Connection closed by foreign host.
TEST DOVECOT:
Log into the POP3 server via telnet and retrieve the message sent earlier.
CONFIGURE SASL FOR SMTP AUTHENTICATION:
> vi /etc/dovecot.conf
auth default
{
mechanisms = plain login
passdb pam
{
}
userdb passwd
{
}
socket listen
{
client
{
path = /var/spool/postfix/private/auth
mode = 0660 #[or 0666]
user = postfix
group = postfix
}
}
}
> vi /etc/postfix/main.cf
mynetworks = 127.0.0.0/8
smtpd_sasl_type = dovecot
smtpd_sasl_path = private/auth
smtpd_sasl_auth_enable = yes
smtpd_recipient_restrictions = permit_mynetworks, permit_sasl_authenticated, reject_unauth_destination
broken_sasl_auth_clients = yes
We want to configure SMTP authentication to allow only our users to relay mail. Unauthorized users (e.g. spammers) are denied relay. Edit both the Dovecot and Postfix configuration files.
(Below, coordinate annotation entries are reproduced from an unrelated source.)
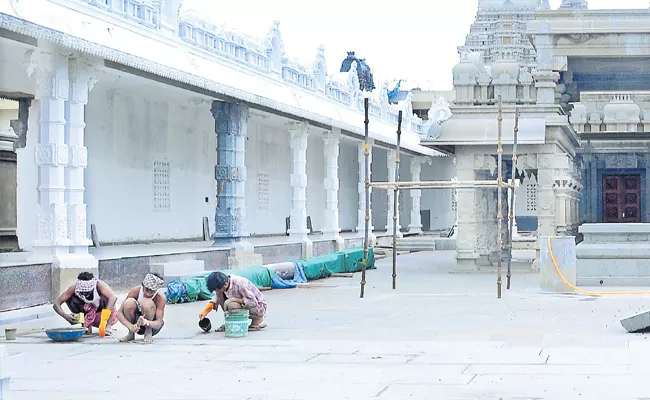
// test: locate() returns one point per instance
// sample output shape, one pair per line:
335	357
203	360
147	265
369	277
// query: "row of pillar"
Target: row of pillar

Put the SASL lines at the bottom of the Postfix configuration file.
START SASL AND RESTART POSTFIX AND DOVECOT:
> /etc/init.d/postfix restart
Shutting down postfix: [ OK ]
Starting postfix: [ OK ]
> /etc/init.d/dovecot restart
Stopping Dovecot Imap: [ OK ]
Starting Dovecot Imap: [ OK ]
> /etc/init.d/saslauthd start
Starting saslauthd: [ OK ]
> chkconfig –level 2345 postfix on
> chkconfig –level 2345 dovecot on
> chkconfig –level 2345 saslauthd on
> telnet host.domain.com smtp
Trying 123.123.123.123…
Connected to host.domain.com.
Escape character is ‘^]’.
220 host.domain.com ESMTP Postfix
> ehlo host
250-host.domain.com
250-PIPELINING
250-SIZE 10240000
250-VRFY
250-ETRN
250-AUTH PLAIN LOGIN
250-AUTH=PLAIN LOGIN
250-ENHANCEDSTATUSCODES
250-8BITMIME
250 DSN
> mail from: mnguyen
250 2.1.0 Ok
> rcpt to: minh@minhtech.com
554 5.7.1 <minh@minhtech.com>: Relay access denied
> quit
221 2.0.0 Bye
Connection closed by foreign host.
TEST THE SASL IMPLEMENTATION:
We are expecting relay access to be denied.